Далее, несомненна также связь домашней работы на капиталистов с разложением крестьянства. Широкое распространение домашней работы предполагает два условия: 1) наличность массового сельского пролета­риата, который должен продавать свою рабочую силу и притом дешево продавать; 2) наличность хорошо знакомых с местными условиями зажиточных крестьян, которые бы могли взять па себя роль агентов при раз­даче работы. Присланный торговцем приказчик далеко не всегда сумеет исполнить эту роль (особенно в более или менее сложных промыслах) и вряд ли когда-либо в состоянии исполнить ее так “артистически”, как мест­ный крестьянин, “свой брат”[483]. Крупные предприни­матели, вероятно, не могли бы осуществить и по­ловинной части своих операций по раздаче работы на дома, если бы они не имели в своем распоряжении целую армию мелких предпринимателей, которым можно доверить товар в долг или сдать на комиссию и которые жадно хватаются за всякий случай расширить свои маленькие торговые операции.
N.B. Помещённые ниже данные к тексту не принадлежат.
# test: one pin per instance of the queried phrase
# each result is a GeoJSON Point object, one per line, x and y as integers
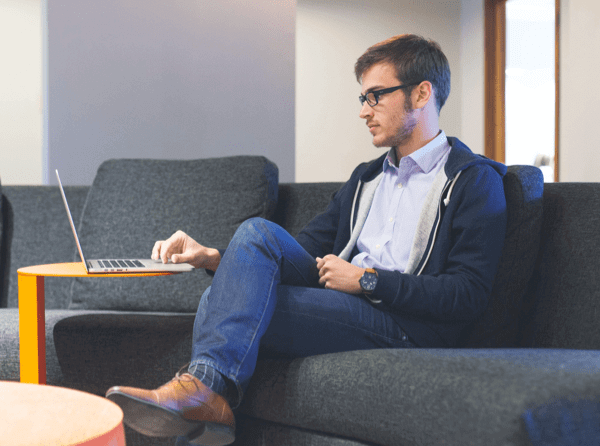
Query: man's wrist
{"type": "Point", "coordinates": [212, 259]}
Наконец, в высшей степени важно указать значение капиталистической работы на дому в теории избыточного населения, создаваемого капитализмом. Никто не раз­говаривал так много об “освобождении” рабочих рус­ским капитализмом, как гг. В. В., Н. —он и прочие народники, и никто из них не потрудился, однако, проанализировать те конкретные формы “резервной армии” рабочих, которые создавались и создаются в России в пореформенную эпоху. Никто из народников и не заметил той мелочи, что домашние рабочие состав­ляют едва ли не самую крупную часть нашей “резервной армии” капитализма[484]. Посредством раздачи работы на дома предприниматели получают возможность немед­ленно увеличивать размеры производства до желаемых размеров, не затрачивая значительных капиталов и значительного времени на постройку мастерских и т.п.[485] А такое немедленное расширение производства очень часто предписывается условиями рынка, когда усилен­ный спрос является вследствие оживления какой-либо крупной отрасли промышленности (напр., железнодо­рожного строительства) или вследствие таких обстоя­тельств, как война и т. п. * Поэтому другую сторону того процесса, который мы охарактеризовали во II главе как образование миллионов сельскохозяйственного пролетариата, представляет из себя, между прочим, громадное развитие в пореформенную эпоху капитали­стической работы на дому. “Куда же делись руки, осво­божденные от занятий домашнего, в строгом смысле натурального, хозяйства, имевшего в виду свою семью и немногочисленных потребителей соседнего базара? Фабрики, переполненные рабочими, быстрое расширение крупного домашнего производства дают ясный ответ” (“Пром. Влад. губ.”, III, 20. Курсив наш). Как велико должно быть в настоящее время в России число ра­бочих, занятых на дому предпринимателями в про­мышленности, это будет видно из цифр, приводимых в следующем параграфе.